His links to New Zealand endured even as he forged a path across the globe. He was made chairman of the Bank of New Zealand and, despite the sharemarket crash of 1987 and the calamity it visited on the bank, was knighted two years later.

Brierley’s interests sprawled beyond Australasia to London and European markets. He spent almost two decades leading Guinness Peat Group, standing aside as chairman in 2010.

It’s a career in business with a history of philanthropy that is now a “tarnished” legacy, says van Dongen.

Brierley’s choices were limited, she said, with the option to plead guilty to some charges rather than facing a trial in which evidence for all 17 charges would have trailed through court for days on end. In saying so, she’s not offering an out for his behaviour. The detail attached to the 17 charges was compelling, she said.

Prime Minister Jacinda Ardern has put in motion the process that assesses whether Brierley will lose his knighthood.

The process includes triggers, such as being sentenced to more than three months in prison or where “the offence involved other disgraceful conduct such that public opinion would consider it wrong for the offender to hold a royal honour”.

Ardern will get the outcome of the formal process, and will then have to decide whether to ask the Queen to remove the honour.
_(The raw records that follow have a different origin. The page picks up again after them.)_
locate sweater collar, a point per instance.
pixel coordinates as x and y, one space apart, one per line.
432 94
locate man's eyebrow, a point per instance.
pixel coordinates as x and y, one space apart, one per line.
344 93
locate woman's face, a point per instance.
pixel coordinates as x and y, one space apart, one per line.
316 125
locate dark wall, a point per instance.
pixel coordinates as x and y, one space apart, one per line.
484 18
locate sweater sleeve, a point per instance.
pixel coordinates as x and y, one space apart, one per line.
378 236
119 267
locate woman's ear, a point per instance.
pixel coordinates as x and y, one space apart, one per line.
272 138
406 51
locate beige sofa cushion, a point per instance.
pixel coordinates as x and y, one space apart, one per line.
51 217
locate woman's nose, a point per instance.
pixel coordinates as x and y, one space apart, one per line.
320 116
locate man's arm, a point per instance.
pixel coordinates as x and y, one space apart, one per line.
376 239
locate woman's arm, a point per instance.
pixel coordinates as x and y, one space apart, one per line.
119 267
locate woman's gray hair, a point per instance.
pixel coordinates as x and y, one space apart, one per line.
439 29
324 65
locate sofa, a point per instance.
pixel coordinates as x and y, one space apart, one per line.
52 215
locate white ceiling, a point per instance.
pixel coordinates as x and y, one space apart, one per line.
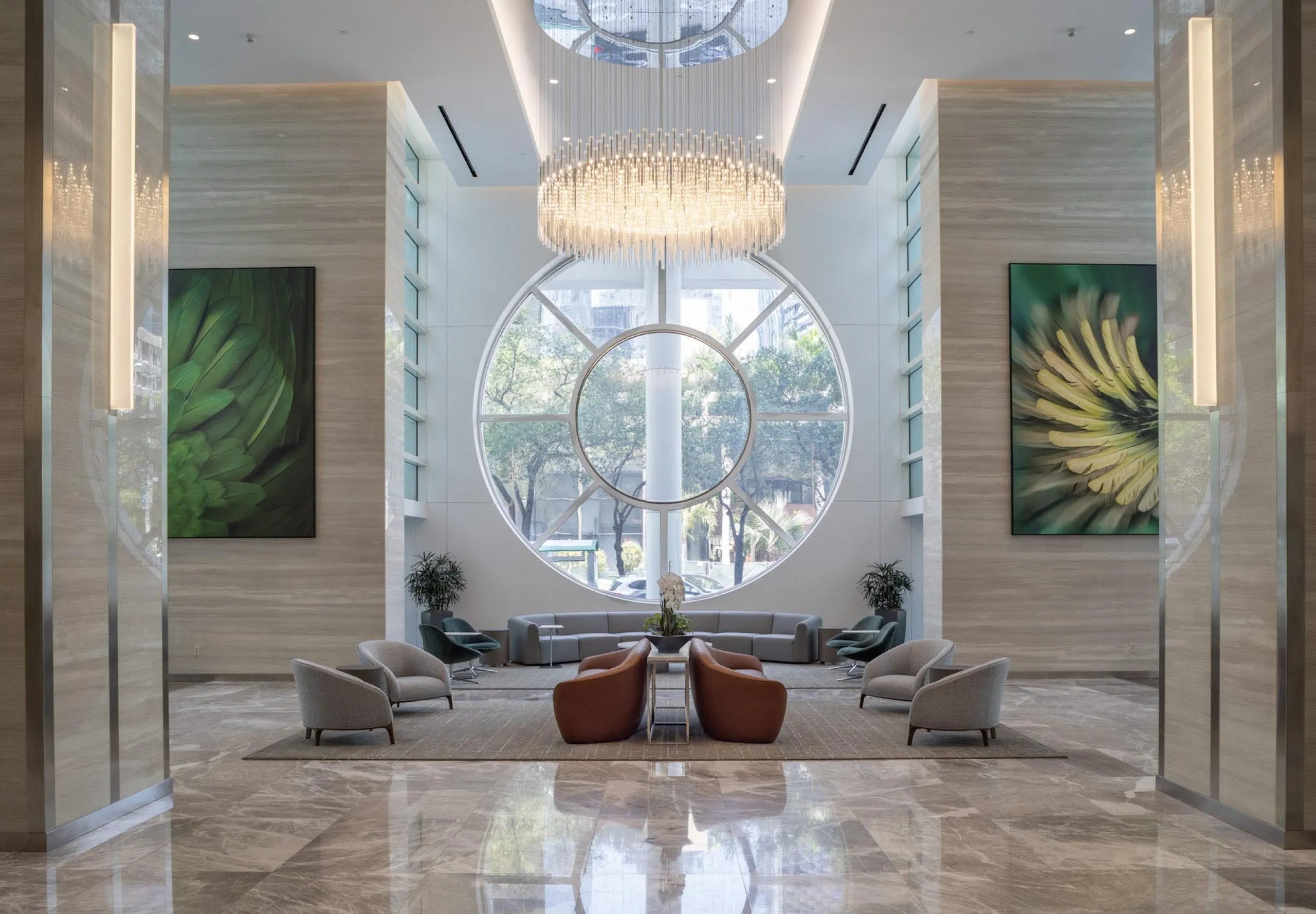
450 53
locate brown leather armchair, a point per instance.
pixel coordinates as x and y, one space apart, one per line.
606 700
736 703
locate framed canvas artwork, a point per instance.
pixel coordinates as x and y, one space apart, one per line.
241 403
1084 399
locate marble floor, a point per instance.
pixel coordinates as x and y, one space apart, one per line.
1081 834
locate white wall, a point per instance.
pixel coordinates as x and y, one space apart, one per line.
490 246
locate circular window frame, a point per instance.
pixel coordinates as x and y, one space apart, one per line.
648 331
532 290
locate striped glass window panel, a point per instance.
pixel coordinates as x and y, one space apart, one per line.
411 390
411 436
913 342
412 345
412 211
913 295
915 387
412 300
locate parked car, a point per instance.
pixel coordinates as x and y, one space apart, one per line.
636 586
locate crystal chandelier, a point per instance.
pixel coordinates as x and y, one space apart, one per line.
661 126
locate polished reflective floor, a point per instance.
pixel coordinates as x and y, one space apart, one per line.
1084 834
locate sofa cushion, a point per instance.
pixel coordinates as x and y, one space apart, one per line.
894 686
735 642
703 620
783 624
778 649
627 623
581 624
566 649
752 624
417 688
595 644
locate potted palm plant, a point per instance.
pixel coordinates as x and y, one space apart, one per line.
436 583
668 629
884 587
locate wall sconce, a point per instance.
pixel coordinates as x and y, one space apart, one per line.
1202 180
123 192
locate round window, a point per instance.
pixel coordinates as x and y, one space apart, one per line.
640 421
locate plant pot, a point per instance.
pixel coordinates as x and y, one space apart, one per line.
668 644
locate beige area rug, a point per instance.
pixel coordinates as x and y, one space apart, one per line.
523 730
791 675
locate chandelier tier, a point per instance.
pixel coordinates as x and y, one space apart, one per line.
650 198
661 132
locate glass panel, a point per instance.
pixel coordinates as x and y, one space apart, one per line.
913 250
599 299
412 300
412 211
913 295
535 471
412 255
912 203
412 343
412 162
793 470
535 366
411 390
411 429
723 299
790 363
913 341
691 395
915 391
602 543
725 542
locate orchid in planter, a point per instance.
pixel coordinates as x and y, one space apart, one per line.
669 629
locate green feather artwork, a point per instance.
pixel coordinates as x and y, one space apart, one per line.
1085 399
241 403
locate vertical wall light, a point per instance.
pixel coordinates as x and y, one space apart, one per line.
1202 182
123 194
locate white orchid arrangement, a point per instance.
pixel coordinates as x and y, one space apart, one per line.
669 621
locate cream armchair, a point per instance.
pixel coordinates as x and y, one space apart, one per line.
969 700
332 700
902 671
412 674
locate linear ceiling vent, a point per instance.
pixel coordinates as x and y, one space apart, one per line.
462 149
863 148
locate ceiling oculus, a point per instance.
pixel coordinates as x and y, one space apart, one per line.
643 137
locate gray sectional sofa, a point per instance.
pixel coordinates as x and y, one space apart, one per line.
776 637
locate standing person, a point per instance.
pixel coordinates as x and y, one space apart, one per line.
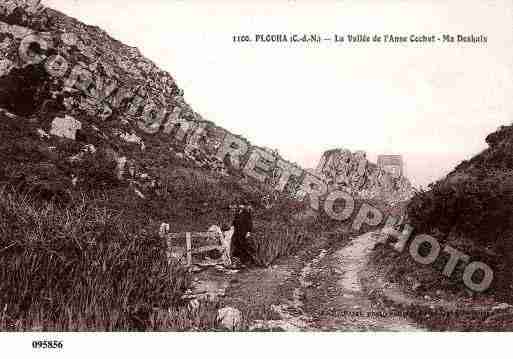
243 226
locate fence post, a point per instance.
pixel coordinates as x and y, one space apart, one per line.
188 244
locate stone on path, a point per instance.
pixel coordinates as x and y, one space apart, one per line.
229 318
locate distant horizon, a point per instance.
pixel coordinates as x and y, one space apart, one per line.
432 104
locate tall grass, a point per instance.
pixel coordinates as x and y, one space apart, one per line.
81 267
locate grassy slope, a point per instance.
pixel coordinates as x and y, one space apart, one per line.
470 210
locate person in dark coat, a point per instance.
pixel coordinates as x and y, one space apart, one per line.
243 226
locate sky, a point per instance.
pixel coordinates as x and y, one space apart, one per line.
432 103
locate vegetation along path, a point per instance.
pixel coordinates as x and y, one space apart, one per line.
319 289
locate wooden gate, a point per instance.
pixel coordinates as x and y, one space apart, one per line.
183 246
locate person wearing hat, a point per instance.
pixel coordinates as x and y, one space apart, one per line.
243 226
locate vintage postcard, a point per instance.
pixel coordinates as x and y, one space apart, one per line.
254 166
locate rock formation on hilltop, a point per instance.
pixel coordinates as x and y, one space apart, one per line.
93 111
351 171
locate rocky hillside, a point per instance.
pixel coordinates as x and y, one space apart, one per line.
471 210
351 171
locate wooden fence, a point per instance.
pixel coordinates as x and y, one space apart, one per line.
195 243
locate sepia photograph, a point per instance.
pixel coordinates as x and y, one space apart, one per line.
249 168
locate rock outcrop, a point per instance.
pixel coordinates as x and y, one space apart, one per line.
352 172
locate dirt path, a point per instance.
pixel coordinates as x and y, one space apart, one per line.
317 290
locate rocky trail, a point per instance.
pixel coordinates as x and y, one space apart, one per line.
319 289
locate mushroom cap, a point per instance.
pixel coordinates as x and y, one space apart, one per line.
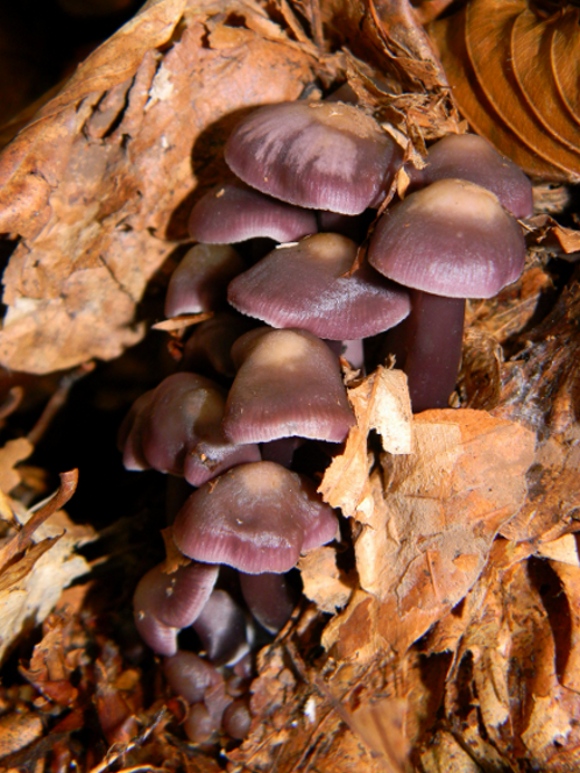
164 603
305 286
231 213
452 238
317 155
177 429
471 157
289 383
190 676
255 517
199 282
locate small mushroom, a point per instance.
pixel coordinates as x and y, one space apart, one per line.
232 213
288 383
454 240
255 517
199 282
473 158
190 676
164 603
270 598
208 348
317 155
177 429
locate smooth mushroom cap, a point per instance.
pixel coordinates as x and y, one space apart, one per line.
181 430
320 155
452 238
232 213
473 158
199 282
306 286
164 603
256 518
289 383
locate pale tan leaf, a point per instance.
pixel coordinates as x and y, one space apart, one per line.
442 507
99 185
322 581
487 34
564 549
381 402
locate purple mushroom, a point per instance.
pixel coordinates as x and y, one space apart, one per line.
288 383
307 285
473 158
177 428
165 603
256 518
232 213
199 282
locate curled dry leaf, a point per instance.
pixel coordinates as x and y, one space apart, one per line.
381 403
509 624
312 717
541 388
514 75
37 562
97 185
432 526
322 580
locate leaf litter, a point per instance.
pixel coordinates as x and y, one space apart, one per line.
463 523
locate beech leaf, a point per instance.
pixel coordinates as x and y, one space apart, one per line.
433 527
98 186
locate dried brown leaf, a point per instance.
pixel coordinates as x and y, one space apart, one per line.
530 53
99 184
323 582
487 32
430 538
449 35
381 402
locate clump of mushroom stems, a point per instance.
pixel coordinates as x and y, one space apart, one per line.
260 392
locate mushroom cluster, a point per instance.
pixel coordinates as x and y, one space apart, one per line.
260 398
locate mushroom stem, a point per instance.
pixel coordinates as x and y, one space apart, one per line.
430 348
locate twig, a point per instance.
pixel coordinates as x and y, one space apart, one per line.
68 484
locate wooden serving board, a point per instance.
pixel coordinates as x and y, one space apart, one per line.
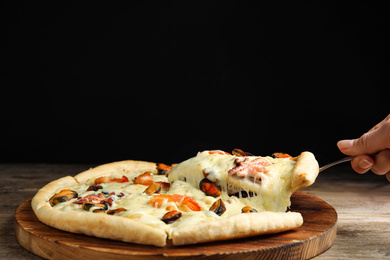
314 237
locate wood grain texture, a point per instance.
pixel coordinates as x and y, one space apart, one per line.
312 238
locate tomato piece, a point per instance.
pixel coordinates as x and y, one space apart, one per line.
282 155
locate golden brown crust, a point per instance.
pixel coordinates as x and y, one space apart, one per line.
237 226
99 225
127 230
305 171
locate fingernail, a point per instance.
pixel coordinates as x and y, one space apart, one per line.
365 164
345 144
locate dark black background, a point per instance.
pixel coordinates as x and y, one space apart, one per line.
159 81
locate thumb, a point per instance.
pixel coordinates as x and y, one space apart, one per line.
369 143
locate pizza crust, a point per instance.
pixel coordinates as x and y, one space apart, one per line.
127 230
237 226
99 225
305 171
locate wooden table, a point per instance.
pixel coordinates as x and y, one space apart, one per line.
361 201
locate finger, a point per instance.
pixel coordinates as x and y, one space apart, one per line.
362 164
381 162
369 143
380 123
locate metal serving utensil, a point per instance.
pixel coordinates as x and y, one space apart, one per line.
326 166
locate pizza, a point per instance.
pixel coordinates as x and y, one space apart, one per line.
210 197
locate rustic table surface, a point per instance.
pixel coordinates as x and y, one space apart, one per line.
361 201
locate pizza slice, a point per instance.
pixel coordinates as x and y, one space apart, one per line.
228 195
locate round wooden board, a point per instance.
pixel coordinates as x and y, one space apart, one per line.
314 237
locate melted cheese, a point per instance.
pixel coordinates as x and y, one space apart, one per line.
272 193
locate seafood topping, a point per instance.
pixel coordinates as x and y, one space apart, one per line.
153 188
171 216
99 198
96 207
144 179
115 211
184 203
62 196
210 188
248 209
163 169
94 187
249 168
218 207
241 153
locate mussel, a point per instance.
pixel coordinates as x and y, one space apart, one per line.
248 209
163 169
241 153
94 187
153 188
97 207
171 216
62 196
209 188
115 211
218 207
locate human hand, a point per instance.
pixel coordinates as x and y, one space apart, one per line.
372 150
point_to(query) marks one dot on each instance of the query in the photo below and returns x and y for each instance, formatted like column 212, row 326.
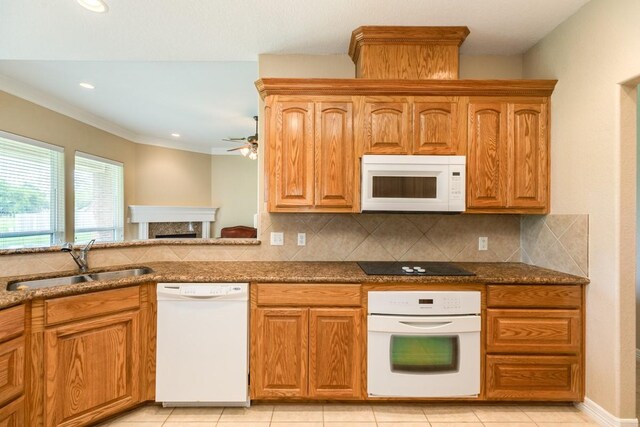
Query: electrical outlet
column 277, row 239
column 483, row 243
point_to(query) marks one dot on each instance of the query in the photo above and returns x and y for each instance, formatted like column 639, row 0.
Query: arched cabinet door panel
column 387, row 125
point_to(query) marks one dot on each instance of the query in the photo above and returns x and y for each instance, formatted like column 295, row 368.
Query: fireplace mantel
column 143, row 215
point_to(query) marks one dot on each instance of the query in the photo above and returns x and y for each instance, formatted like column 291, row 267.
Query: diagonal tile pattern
column 559, row 242
column 356, row 415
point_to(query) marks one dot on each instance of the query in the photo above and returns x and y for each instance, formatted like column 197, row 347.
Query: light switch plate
column 277, row 238
column 483, row 243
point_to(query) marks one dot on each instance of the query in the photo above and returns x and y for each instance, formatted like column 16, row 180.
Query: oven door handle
column 426, row 325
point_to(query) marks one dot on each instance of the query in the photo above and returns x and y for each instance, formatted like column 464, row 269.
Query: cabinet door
column 279, row 352
column 12, row 415
column 438, row 127
column 11, row 369
column 528, row 156
column 335, row 353
column 92, row 369
column 291, row 155
column 533, row 378
column 487, row 155
column 387, row 125
column 334, row 155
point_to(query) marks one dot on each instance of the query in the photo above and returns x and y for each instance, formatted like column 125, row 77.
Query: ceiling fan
column 250, row 148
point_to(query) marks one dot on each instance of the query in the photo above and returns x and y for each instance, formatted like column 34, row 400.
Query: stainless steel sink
column 120, row 274
column 79, row 278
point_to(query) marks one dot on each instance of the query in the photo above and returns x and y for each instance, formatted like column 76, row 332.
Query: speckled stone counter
column 287, row 272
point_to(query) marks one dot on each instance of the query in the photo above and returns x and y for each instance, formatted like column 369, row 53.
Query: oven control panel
column 424, row 303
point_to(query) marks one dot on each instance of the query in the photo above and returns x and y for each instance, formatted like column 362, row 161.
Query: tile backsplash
column 559, row 242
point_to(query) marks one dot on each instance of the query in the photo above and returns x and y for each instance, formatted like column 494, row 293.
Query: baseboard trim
column 604, row 417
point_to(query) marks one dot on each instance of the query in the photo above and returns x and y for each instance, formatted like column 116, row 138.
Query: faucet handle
column 88, row 246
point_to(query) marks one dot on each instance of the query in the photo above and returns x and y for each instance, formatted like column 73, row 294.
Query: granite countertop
column 285, row 272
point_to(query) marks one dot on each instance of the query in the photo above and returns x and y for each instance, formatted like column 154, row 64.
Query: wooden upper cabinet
column 334, row 154
column 438, row 126
column 387, row 125
column 528, row 156
column 487, row 155
column 508, row 155
column 279, row 352
column 291, row 157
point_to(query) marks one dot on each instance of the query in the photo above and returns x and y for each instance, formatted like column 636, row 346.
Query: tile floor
column 342, row 415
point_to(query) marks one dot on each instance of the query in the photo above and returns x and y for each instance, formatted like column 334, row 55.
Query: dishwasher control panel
column 203, row 290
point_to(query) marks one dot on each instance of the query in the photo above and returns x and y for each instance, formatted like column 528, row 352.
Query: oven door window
column 419, row 353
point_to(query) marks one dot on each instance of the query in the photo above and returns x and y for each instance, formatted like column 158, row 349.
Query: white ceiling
column 188, row 66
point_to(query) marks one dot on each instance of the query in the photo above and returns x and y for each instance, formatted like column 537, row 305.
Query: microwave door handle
column 426, row 325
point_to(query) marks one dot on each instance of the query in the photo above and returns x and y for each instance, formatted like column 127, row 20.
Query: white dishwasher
column 201, row 355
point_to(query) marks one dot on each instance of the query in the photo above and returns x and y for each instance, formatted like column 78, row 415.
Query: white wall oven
column 413, row 183
column 423, row 343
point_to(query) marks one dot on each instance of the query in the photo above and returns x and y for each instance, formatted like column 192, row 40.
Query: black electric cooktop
column 412, row 268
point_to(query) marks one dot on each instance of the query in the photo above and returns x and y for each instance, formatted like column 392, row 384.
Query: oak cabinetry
column 12, row 366
column 507, row 155
column 306, row 341
column 534, row 343
column 310, row 154
column 414, row 125
column 88, row 352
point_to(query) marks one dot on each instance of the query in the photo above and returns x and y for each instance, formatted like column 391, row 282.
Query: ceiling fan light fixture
column 98, row 6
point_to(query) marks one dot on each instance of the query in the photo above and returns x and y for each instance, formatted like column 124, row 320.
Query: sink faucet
column 79, row 256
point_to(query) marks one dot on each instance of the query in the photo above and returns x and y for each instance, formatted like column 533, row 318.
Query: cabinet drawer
column 533, row 331
column 534, row 296
column 11, row 369
column 76, row 307
column 12, row 415
column 11, row 322
column 309, row 295
column 533, row 378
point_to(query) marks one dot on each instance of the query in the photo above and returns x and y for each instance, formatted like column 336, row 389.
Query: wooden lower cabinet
column 91, row 369
column 334, row 353
column 86, row 356
column 536, row 377
column 280, row 349
column 12, row 415
column 306, row 353
column 534, row 343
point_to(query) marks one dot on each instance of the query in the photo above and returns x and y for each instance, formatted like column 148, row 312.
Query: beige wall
column 152, row 175
column 591, row 54
column 234, row 191
column 491, row 67
column 172, row 177
column 25, row 118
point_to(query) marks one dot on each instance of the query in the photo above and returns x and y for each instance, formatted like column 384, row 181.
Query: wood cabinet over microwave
column 317, row 130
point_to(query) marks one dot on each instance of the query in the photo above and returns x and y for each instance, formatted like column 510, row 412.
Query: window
column 31, row 193
column 99, row 201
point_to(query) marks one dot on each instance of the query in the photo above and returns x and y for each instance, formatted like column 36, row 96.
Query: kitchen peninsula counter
column 286, row 272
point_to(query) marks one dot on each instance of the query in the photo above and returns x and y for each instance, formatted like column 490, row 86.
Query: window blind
column 99, row 199
column 31, row 192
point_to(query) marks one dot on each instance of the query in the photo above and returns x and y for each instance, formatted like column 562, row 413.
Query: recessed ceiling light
column 98, row 6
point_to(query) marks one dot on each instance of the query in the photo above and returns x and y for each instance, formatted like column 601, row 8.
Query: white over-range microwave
column 413, row 183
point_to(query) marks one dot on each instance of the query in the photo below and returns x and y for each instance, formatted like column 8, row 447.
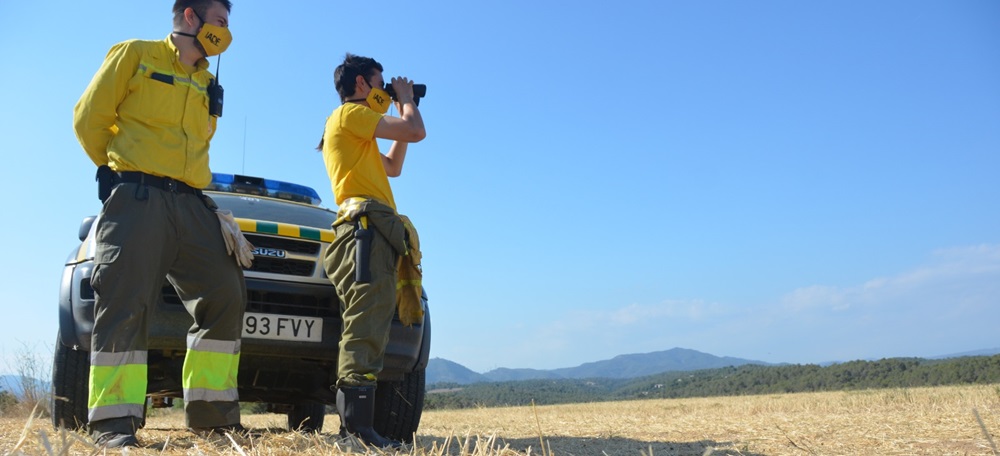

“It would have meant a lot [to be knighted],” says van Dongen, “especially as his mother [May Brierley] was alive then.” To lose it now will be devastating.

She wonders why, or how, Brierley came to collect such imagery. “He was so loyal to his friends but there must be some kind of emotional bypass that he can’t empathise with children.”

Those around him will step back, she predicts. “They would want to distance themselves, because everybody does. It would be self-protection.”

They do so now, she says, but asks: “Did they care about his trips to Thailand?”